Friends,
March has arrived, and with it, I will be deleting three articles from the “teaching papers” section of my Academia page. If you wish to download copies, now is the last chance. They will be gone on Saturday.
To create effective and reasonably parsimonious theory, we abstract features of the world, choosing what to leave in maps and models while deciding what to leave out. Hal Varian (1997), professor emeritus of economics at Berkeley and chief economist at Google, discusses some of these issue in a useful article on how to build economic models.

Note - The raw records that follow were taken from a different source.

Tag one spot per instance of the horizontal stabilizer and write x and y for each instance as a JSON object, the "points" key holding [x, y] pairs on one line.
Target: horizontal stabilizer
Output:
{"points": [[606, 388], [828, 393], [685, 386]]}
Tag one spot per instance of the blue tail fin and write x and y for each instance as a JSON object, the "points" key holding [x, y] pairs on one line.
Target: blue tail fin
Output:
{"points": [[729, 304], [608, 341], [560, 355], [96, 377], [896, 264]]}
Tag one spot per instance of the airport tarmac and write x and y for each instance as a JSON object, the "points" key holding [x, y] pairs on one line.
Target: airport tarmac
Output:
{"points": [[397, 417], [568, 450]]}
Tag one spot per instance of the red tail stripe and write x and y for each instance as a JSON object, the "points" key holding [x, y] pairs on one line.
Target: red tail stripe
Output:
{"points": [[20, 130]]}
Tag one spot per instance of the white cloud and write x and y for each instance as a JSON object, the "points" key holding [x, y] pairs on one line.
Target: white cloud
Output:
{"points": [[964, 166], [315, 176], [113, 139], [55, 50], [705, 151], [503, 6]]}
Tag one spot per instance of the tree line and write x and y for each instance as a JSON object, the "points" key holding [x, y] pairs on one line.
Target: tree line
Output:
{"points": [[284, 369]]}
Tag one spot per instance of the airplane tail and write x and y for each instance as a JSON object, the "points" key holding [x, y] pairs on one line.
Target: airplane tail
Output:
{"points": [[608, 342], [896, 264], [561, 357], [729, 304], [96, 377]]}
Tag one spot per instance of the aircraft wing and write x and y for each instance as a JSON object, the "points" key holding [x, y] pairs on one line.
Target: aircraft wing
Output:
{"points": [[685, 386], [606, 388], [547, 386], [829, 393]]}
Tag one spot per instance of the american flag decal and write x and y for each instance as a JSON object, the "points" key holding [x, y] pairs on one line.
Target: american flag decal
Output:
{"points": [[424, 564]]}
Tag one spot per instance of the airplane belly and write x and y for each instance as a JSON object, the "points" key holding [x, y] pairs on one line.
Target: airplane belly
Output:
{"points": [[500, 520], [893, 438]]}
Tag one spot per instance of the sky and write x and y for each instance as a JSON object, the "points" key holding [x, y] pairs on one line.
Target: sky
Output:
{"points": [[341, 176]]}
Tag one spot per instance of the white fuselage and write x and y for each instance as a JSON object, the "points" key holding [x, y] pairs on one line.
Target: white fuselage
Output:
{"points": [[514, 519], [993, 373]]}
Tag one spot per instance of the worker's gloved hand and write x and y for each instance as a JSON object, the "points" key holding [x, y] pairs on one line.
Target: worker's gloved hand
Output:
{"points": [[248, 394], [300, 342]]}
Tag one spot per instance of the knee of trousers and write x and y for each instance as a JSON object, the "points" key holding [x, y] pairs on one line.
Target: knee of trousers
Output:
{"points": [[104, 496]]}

Two very useful articles on these issues are Herbert Blumer’s (1969) discussion of the methodological perspective of symbolic interactionism, and an article by Robert Sutton and Barry Staw (1995) on what theory is not.
Blumer, Herbert. 1969. Symbolic Interactionism. Perspective and Method. Englewood Cliffs, New Jersey: Prentice-Hall Inc., pp. 1-60.
Sutton, Robert I., and Barry M. Staw. 1995. "What Theory is Not." Administrative Science Quarterly, Vol. 40, No. 3 (Sep.), pp. 371-384
Varian, Hal R. 1997. “How to Build and Economic Model in Your Spare Time.” The American Economist, Vol. 41, No. 2 (Fall), pp. 3-10.
You will find copies of these in the teaching papers section of my Academia page at URL:
https://swinburne.academia.edu/KenFriedman
These articles will be accesible until Saturday, March 5.